The QSO rule is to observe one Landoldt field at the beginning of each night in all 5 broadband filters (u*, g', r', i', z') only if the sky appears clear (i.e. no clouds visible and SkyProbe telling so). At the end of the night, depending on which filters were used during that night, another Landoldt field is captured in that subset of filters only. If the sky is non-photometric, no time is wasted capturing these frames of course. At the end of each observing run, Elixir benefits from a large sample of data from which it can extract a per run zero point for each filter (PHOT_C). A rejection algorithm samples only the frames that appear to have been taken in photometric conditions (zero points close to the nominal values "PHOT_C0") to further filter out the possible effect of atmospheric absorption. The scatter appears to be indeed very limited for all the frames taken under a clear sky and the rejection of the outliers is straightforward.

As described in the Data Processing section of these pages, a photometric superflat is applied to the data in order for the zero point to be uniform across the entire field of view. Indeed, the photometric equation parameters are the same for all 36 CCDs.

2.3 FITS keywords

The following set of keywords is injected in the processed file header. It is the same information for all 36 CCDs. This is an example extracted from an i' band image:
  PHOT_C  =              25.7150 / Elixir zero point - measured for camera run
  PHOT_CS =               0.0048 / Elixir zero point - scatter
  PHOT_NS =                   19 / Elixir zero point - N stars
  PHOT_NM =                    5 / Elixir zero point - N images
  PHOT_C0 =              25.7430 / Elixir zero point - nominal
  PHOT_X  =               0.0830 / Elixir zero point - color term
  PHOT_K  =              -0.0400 / Elixir zero point - airmass term
  PHOT_C1 = 'r_SDSS            ' / Elixir zero point - color 1
  PHOT_C2 = 'i_SDSS            ' / Elixir zero point - color 2
  COMMENT   Photometric Analysis is incomplete for this image.
  COMMENT   MAG_SAT and MAG_LIM cannot be determined.
  COMMENT   Formula for Photometry, based on keywords given in this header:
  COMMENT   m = -2.5*log(DN) + 2.5*log(EXPTIME)
The equation encoded in the header relates easily to the equations [1] & [2] given above.

2.4 2015A update

Starting with semester 2015A, and to take advantage of the numerous "tertiary standards" observed by the SNLS and QSO teams at each camera run in the SNLS deep fields, the reference photometric system is changed from the SDSS to the SNLS magnitude system.

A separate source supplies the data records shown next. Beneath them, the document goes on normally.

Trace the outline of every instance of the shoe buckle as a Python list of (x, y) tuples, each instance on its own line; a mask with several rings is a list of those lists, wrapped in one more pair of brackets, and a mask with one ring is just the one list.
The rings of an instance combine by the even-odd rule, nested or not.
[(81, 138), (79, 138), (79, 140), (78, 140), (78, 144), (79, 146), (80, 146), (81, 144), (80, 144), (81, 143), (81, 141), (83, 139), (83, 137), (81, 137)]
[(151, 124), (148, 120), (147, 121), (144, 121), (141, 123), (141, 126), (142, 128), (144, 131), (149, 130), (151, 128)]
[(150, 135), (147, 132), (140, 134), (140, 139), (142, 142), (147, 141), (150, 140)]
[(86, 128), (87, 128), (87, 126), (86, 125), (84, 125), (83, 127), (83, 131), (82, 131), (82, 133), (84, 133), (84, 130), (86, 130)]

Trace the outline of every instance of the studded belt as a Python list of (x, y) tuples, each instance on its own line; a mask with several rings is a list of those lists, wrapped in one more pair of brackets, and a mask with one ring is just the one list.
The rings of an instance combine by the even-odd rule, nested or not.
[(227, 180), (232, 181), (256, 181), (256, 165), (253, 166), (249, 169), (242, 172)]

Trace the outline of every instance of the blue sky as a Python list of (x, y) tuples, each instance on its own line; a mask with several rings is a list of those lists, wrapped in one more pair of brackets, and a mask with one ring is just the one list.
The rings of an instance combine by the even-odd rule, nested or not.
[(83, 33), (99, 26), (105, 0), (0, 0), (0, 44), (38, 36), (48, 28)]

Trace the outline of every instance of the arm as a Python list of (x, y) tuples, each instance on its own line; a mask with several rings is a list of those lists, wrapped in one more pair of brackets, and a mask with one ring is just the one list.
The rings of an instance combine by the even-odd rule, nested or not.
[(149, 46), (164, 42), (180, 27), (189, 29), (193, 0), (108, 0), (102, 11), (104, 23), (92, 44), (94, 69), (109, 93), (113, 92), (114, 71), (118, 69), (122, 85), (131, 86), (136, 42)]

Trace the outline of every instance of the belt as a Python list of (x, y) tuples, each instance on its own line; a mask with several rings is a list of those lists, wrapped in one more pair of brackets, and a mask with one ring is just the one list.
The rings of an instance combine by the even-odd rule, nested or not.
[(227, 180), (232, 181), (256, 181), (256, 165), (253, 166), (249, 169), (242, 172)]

Therefore, all "old" (uS,gS,rS,iS,zS) filters which were used to create the SNLS deep field catalog are already in the new reference system, and have therefore no color correction terms. (Note that iS here denotes the second generation i' filter acquired in 2007 to replace the original filter that was broken at that time).

However, all new broadband filters (acquired late 2014, and available for observations in 2015A) are sufficiently different that they require their own zero point and color term corrections, with respect to the SNLS magnitude system.